Ford Names New CEO to Head Troubled Car Company
Ford Executive Chairman Bill Ford, unhappy with the auto-maker’s slipping market share and declining share prices, has named James Hackett, 62, to replace current CEO Mark Fields, 56, as part of of a company-wide shakeup designed to streamline decision making and improve operating efficiency.
The move reflects growing unhappiness with the company’s financial performance among shareholders, including the members of the Ford family who own a controlling interest in the voting shares that control the company. The leadership change follows last week’s announcement of a company wide layoff that will terminate ten percent of Ford’s 200,000 employees, mostly by reducing the number of salaried middle management positions.
In the aftermath of the stock market crash of 2008, Ford refused bailout offers from the federal government. In the year following the crash, Ford’s stock recovered from its $1.43 share price on November 21, 2008 to its post crash high of $18.35 on January 14, 2011, which was widely considered a remarkable comeback, spearheaded by former CEO Alan Mulally, who took over from Bill Ford himself in 2006.
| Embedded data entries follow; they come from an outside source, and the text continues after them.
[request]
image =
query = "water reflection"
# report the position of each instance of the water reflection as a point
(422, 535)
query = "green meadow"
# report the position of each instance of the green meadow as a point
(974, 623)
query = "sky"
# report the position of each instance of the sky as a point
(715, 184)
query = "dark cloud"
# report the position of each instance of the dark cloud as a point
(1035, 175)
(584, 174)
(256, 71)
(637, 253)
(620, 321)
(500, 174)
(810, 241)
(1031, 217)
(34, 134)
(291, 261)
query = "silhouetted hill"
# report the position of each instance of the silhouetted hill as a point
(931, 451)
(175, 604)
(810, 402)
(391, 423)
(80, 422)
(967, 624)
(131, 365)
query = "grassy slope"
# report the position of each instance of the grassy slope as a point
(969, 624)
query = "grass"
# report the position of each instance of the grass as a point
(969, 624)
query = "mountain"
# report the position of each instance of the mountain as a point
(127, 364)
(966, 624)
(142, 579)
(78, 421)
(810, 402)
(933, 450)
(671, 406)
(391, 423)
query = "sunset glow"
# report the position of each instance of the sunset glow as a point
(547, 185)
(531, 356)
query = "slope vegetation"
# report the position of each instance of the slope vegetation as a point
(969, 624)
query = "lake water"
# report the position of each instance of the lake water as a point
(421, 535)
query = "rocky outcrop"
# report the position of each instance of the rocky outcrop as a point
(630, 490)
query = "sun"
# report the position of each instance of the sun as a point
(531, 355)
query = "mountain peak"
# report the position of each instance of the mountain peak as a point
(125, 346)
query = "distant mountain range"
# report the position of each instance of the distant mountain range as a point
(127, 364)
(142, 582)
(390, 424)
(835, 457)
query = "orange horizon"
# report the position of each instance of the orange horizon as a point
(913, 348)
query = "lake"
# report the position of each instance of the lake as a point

Since then, however, Ford shares have been on a downward spiral. The company’s profits are trailing those of larger rival General Motors (GM.N), whose shares fell 13 percent over the same period. To make matters worse, GM’s electric vehicle offerings are doing better in the showrooms than Ford’s versions, to the point where Ford’s market capitalization has fallen behind electric car maker Tesla Inc.
At Friday’s close, Ford’s shares had fallen 37 percent since Fields took over three years ago at the peak of the U.S. auto industry’s recovery. Fields followed Alan Mulally, formerly executive vice president of Boeing Commercial Airplanes, who was recruited by Bill Ford in 2006 to replace himself as CEO to fix what Ford described as the long-time obsession with hierarchy in the auto-maker’s management systems, calling Mulally “a cultural change agent.” As Ford’s CEO, Alan Mulally had “really captured the hearts and minds of our employees.” Ford’s board is now hoping that Hackett can pick up where Mulally left off when he retired in 2014.
The move to replace Fields with Hackett reflects the board of directors’ concerns about making good on the company’s big bets on self-driving and electric vehicles. Hackett, the former CEO of Steelcase Inc, an furniture manufacturer, was originally hired to serve as chairman of the Ford Smart Mobility LLC subsidiary in 2016. That job put him in charge of electric and autonomous vehicles and Ford’s ridesharing projects. Putting Hackett into the top spot reinforced Ford’s commitment to innovation.
Today’s announcement triggered a 1.6 percent improvement to $11.02. The Ford family owns only two percent of the common stock, but also owns more than 40 percent of the voting stock, giving the Fords effective control over the company.